Le plaisir peut être une geôle, et le fantasme une cellule carcérale, et un triangle, même amoureux, reste une figure géométrique qui enferme dans une ambiguÏté porteuse de pulsions pas forcément recommandables, chauffées à blanc, ici, par cet hôtel de l’amour (en portugais, "motel" ne désigne pas une halte pour automobilistes, mais le refuge pour les rapports intimes :le "love hotel" japonais, le "Stundenhotel" allemand mais pas l’hôtel de passe qui ne se réfère qu’à la prostitution : « Les sex-motels sont des lieux assez répandus au Brésil, les chambres sont louées par heure ou par demi-journée. Tout est fait pour garder l’anonymat et l’endroit a toujours un accès sécurisé pour les clients et un côté opposé pour le travail des employés. Nous avons souvent tourné dans la partie employés, un long couloir avec accès aux 14 chambres où la lumière est une "lumière de travail". À l’opposé, la lumière dans les chambres qui accueillent les clients est excessivement colorée. On a donc recréé une lumière "clients" et une lumière "employés", dans un motel qui a été fermé pour les besoins du tournage » (Hélène Louvart, AFC, revient sur le tournage de "Motel Destino", de Karim Aïnouz, AFC, Brigitte Barbier 23 mai 2024), un hôtel qui ressemble à une prison : enfermement à clé des occupants dans leurs chambre, télésurveillance, passe-plats dans les portes qui permettent aussi le voyeurisme, murs élevés, accès contrôlé, etc.

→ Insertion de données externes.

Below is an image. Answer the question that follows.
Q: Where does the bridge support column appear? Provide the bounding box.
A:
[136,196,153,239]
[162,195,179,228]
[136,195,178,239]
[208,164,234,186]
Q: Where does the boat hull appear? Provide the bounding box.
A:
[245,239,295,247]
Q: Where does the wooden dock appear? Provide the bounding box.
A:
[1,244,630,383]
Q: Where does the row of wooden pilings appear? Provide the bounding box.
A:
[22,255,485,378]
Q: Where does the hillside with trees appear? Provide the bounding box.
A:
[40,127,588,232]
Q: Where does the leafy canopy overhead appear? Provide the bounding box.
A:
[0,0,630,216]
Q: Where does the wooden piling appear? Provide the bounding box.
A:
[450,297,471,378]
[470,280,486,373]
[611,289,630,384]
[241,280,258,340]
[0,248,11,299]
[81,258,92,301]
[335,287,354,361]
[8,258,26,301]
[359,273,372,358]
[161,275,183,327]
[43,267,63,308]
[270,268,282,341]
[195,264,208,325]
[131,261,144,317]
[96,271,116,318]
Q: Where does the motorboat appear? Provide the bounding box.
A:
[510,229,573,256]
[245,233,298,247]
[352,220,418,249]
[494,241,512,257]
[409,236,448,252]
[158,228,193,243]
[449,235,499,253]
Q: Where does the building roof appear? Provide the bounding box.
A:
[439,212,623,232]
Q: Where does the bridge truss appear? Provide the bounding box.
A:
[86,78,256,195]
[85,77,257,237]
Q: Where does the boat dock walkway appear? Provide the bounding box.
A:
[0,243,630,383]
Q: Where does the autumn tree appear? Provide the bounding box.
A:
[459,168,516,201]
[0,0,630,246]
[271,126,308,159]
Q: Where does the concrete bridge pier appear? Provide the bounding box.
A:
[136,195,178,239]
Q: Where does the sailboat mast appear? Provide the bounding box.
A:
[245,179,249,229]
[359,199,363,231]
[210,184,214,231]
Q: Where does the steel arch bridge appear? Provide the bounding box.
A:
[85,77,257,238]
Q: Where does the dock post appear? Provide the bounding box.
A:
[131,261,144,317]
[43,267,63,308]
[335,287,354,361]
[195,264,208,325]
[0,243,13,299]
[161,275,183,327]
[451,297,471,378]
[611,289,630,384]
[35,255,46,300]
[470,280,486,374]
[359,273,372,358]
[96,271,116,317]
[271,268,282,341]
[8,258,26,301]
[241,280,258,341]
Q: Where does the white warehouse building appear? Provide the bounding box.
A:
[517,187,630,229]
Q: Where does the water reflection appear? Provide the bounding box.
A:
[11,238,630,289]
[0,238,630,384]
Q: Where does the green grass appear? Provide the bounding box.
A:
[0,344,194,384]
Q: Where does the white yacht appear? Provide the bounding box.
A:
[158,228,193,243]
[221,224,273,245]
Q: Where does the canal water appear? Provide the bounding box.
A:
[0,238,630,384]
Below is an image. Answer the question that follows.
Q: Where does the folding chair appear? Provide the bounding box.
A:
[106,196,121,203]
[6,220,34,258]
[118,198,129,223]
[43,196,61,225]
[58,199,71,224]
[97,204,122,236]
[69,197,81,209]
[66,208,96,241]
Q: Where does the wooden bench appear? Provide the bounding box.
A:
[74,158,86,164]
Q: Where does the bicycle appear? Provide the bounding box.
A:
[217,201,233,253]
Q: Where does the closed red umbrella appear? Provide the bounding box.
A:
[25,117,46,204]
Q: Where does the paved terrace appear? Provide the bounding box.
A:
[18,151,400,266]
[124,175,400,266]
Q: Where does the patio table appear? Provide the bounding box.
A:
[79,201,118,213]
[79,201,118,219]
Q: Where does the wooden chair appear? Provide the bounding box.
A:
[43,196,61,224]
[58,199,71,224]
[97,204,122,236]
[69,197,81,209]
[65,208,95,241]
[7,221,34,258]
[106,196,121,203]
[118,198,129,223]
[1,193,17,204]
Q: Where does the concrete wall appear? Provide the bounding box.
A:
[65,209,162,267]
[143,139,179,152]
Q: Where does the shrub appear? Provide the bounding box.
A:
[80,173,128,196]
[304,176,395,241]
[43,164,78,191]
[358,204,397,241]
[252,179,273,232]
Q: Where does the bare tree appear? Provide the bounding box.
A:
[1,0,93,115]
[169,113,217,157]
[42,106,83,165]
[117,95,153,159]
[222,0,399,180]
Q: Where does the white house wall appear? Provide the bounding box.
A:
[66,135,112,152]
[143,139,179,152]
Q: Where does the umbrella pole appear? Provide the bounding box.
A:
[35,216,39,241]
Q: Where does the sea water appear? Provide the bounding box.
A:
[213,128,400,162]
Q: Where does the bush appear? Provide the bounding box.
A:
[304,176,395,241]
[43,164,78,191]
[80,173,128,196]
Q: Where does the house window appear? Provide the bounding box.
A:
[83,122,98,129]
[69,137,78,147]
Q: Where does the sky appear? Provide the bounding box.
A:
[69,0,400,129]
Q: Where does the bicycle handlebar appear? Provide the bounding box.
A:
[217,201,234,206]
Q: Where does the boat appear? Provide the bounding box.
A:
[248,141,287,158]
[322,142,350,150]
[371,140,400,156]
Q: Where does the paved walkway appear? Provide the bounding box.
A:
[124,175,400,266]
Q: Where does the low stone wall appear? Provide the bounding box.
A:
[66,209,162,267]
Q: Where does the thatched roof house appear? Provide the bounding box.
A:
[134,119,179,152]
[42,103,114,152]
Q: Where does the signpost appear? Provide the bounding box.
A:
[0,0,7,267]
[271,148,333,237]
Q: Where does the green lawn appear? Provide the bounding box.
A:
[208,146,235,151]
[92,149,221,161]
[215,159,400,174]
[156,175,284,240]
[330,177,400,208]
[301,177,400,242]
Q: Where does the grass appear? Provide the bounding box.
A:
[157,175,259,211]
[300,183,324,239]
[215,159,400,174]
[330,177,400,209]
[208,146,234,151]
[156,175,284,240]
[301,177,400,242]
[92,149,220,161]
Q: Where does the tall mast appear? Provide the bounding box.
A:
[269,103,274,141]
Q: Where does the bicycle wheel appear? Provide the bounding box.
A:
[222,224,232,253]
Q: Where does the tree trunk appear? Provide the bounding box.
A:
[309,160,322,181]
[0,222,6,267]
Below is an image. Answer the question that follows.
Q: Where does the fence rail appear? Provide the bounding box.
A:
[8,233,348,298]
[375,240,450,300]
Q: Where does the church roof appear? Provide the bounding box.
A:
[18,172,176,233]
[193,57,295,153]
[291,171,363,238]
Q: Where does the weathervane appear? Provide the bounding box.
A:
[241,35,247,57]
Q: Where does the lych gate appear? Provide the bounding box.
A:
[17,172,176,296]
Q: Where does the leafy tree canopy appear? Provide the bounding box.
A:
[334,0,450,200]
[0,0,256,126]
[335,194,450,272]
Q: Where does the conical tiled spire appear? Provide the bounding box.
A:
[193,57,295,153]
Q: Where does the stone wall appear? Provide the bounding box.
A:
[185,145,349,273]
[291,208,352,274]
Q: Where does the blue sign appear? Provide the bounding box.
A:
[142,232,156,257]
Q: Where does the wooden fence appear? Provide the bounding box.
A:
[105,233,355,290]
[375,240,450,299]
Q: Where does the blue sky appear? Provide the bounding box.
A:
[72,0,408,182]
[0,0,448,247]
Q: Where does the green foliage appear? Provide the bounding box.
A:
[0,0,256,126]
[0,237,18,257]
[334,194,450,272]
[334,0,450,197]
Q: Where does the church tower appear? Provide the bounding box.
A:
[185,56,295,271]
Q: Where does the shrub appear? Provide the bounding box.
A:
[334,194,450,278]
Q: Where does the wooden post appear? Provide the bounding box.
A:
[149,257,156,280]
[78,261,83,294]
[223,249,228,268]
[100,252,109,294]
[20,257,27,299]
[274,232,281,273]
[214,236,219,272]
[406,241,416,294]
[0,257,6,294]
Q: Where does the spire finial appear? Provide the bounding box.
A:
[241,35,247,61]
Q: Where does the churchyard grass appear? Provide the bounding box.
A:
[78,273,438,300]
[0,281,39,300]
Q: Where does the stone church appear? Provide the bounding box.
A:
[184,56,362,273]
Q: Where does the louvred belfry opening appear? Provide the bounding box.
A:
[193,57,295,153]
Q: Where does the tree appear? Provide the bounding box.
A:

Le prétexte est le gangstérisme du nord-est brésilien (le film a été tourné à Beberibe dans l’état du Ceará), où prolifèrent des armes qui ne se taisent pas toujours, contraignant Heraldo (Iago Xavier), à trouver abri dans ce temple des jeux charnels, et s’il fuit la violence, il la retrouve aussi à l’intérieur de cet établissement tenu par un couple, lui à l’aube de la cinquantaine avec une moustache finement taillée (Fábio Assunção), elle, plutôt la trentaine prolétaire (Nataly Rocha), couple dans la routine qui lui recherche le danger, elle dans l’infidélité, lui dans ce refoulé qui le poursuit.
Il n’y a pas que les ambiances colorées installées pour permettre la concupiscence, il y a aussi les sons, avec un procédé proche de La Zone d’intérêt de Jonathan Glazer, où Dayana et Elias font le ménage et papotent au milieu des cris de jouissance, qui ne cessent de se faire entendre, ce qui crée une ambiance très troublante avec cet hors-champs décontenançant, qui va contribuer à les amener sur le scénario du Facteur sonne toujours deux fois, quand le triangle veut supprimer un angle et se confondre dans une ligne, avec une petite touche amoldovresque. On peut aussi songer à La Cérémonie de Chabrol quand Karim Aïnouz déclare dans sa note d’intention : « Motel Destino est le portrait à la fois intime et universel d'une jeunesse privée d'avenir et d'espoir par une élite dominatrice et despotique, contre laquelle la violence est la seule arme pour affirmer son désir et sa vitalité. »
À l’opposé d’être pris au piège de leurs instincts, dans la prison de leurs pulsions, dans des chambres où se déchaînent des envies hétérodoxes, il y a le thème de la nature et de la nudité dans un environnement semi-rural et proche de la mer : le climat permet une semi-nudité permanente, et DIVUGÂCHIS c’est nus qu’ils seront traqués, comme des bêtes et des innocents, déplaçant la nudité de l’érotisme à la vulnérabilité. La sexualité des animaux est aussi rappelée, pour rappeler que dans l’accouplement de deux ânes, il peut y avoir de la violence (et dans le regard d’une chèvre sur deux humains forniquant, il peut y avoir cet étonnement sur l’étrangeté des autres, ce qui les habite et ne se voie pas.
Bref, un bon film qui n’a pas eu peur de passer par l’argentique (16 et 8 mm, ce qui occasionna quelque gêne, puisqu’il n’y avait pas de labo pour développer au Brésil comme en Argentine) et qui a le mérite d’avoir trouvé ce lieu qui parle et symbolise Internet, où l’intimité doit s’exercer sous la surveillance. L’histoire est menée par 3 acteurs fervents, avec un Fábio Assunção un peu Village People, un Iago Xavier fougueux, et une Nataly Rocha qui émerge d’une carrière assez modeste avec ses dents du bonheur et la lourde tache de se dévêtir à 37 ans devant la caméra.